The Hadoop version should be the same as Hadoop version used on the cluster.

  1. If you are connecting to a supported version of the HDP cluster, the CDH 5.5 cluster, or the CDH 5.7 cluster; open the core-site.xml file, then comment out the net.topology.script.file property like this:
<!--
<property>
<name>net.topology.script.file.name</name>
<value>/etc/hadoop/conf/topology_script.py</value>
</property>
-->   

Troubleshooting

If you are connecting to CDH 5.7 cluster when using Apache Spark 1.6.0 on your client node, an error may occur while trying to run a job containing a Spark Submit entry in yarn-client mode. This error will be similar to the following message:

  • Caused by: java.io.InvalidClassException: org.apache.spark.rdd.MapPartitionsRDD; local class incompatible: stream classdesc serialVersionUID = -1059539896677275380, local class serialVersionUID = 6732270565076291202

Perform one of the following tasks to resolve this error:

  • Install and configure CDH 5.7 Spark on the client machine where Pentaho is running instead of Apache Spark 1.6.0. See Cloudera documentation for Spark installation instructions.
  • If you want to use Apache Spark 1.6.0 on a client machine, then upload spark-assembly.jar from the client machine to your cluster in HDFS, and point the spark.yarn.jar property in the spark-defaults.conf file to this uploaded spark-assembly.jar file on HDFS.

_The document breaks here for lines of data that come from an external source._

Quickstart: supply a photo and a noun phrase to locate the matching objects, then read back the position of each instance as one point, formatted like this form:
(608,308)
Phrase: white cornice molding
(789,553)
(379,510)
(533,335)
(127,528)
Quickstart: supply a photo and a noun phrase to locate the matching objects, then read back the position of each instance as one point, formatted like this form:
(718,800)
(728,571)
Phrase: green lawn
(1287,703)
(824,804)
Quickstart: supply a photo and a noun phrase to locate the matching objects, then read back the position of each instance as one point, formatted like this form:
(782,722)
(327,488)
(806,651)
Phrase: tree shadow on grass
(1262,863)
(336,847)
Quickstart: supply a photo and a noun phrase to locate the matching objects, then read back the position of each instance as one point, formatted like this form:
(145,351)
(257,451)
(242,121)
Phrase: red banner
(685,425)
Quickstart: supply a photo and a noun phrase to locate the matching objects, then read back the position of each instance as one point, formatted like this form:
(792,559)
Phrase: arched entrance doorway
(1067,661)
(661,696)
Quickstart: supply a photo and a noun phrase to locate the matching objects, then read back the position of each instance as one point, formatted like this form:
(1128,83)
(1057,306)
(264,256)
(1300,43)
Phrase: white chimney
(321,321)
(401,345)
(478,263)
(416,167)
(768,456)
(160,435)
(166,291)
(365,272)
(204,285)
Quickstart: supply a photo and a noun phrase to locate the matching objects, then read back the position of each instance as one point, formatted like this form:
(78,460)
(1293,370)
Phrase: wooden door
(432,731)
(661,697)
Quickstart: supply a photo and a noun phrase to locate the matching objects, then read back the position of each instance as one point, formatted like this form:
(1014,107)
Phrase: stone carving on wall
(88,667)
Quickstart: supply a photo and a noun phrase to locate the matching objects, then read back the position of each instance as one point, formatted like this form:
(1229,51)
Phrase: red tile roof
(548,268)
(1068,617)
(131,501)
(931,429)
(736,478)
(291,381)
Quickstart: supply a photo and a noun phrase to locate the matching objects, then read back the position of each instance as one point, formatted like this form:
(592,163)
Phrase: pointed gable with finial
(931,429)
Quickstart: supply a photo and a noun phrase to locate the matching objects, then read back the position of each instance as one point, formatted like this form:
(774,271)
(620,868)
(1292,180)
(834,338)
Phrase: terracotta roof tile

Spark Submit Entry Properties

We support the yarn-cluster and yarn-client modes. Descriptions of the modes can be found here:

If you have configured your Hadoop Cluster and Spark for Kerberos, a valid Kerberos ticket must already be in the ticket cache area on your client machine before you launch and submit the Spark Submit job.

Job Setup

Field Description
Entry Name Name of the entry. You can customize this, or leave it as the default.
Spark Submit Utility Script that launches the spark job.
Master URL The master URL for the cluster. Two options are supported: 
  • Yarn-Cluster, which runs the driver program as a thread of the yarn application master (one of the node managers in the cluster). This is very similar to the way MapReduce works.
  • Yarn-Client, which runs the driver program on the yarn client. Tasks are still executing in the node managers of the YARN cluster.
Type The file type of your Spark job to be submitted. Your job can be written in Java, Scala, or Python. The fields displayed in the Files tab will depend on what language option you select.
Enable Blocking This option is enabled by default. If this option is selected, the job entry waits until the Spark job finishes running. If it is not, the job entry proceeds with its execution once the Spark job is submitted for execution.

Python support on Windows requires Spark version 1.5.2 or higher.

Files Tab

If you select Java or Scala as the file Type, the Files tab will contain the following fields:

Field Description
Class Optional entry point for your application.
Application Jar The main file of the Spark job you are submitting. It is a path to a bundled jar including your application and all dependencies. The URL must be globally visible inside of your cluster, for instance, an hdfs:// path or a file:// path that is present on all nodes.
Dependencies The Environment and Path of other packages, bundles, or libraries used as a part of your Spark job. Environment defines whether these dependencies are Local to your machine or Static on the HDFS or the web.

If you select Python as the file Type, the Files tab will contain the following fields:

Field Description
Py File The main Python file of the Spark job you are submitting.
Dependencies The Environment and Path of other packages, bundles, or libraries used as a part of your Spark job. Environment defines whether these dependencies are Local to your machine or Static on the HDFS or the web.

Arguments Tab

Field Description
Arguments Arguments passed to your main Java class, Scala class, or Python Py file, if any. Use this text box to specify these arguments.

Options Tab

Field Description
Executor Memory Amount of memory to use per executor process. Use the JVM format (for example, 512m2g).
Driver Memory Amount of memory to use per driver. Use the JVM format (for example, 512m2g).
Utility Parameters Name and Value of optional Spark configuration parameters associated with the spark-defaults.conf file.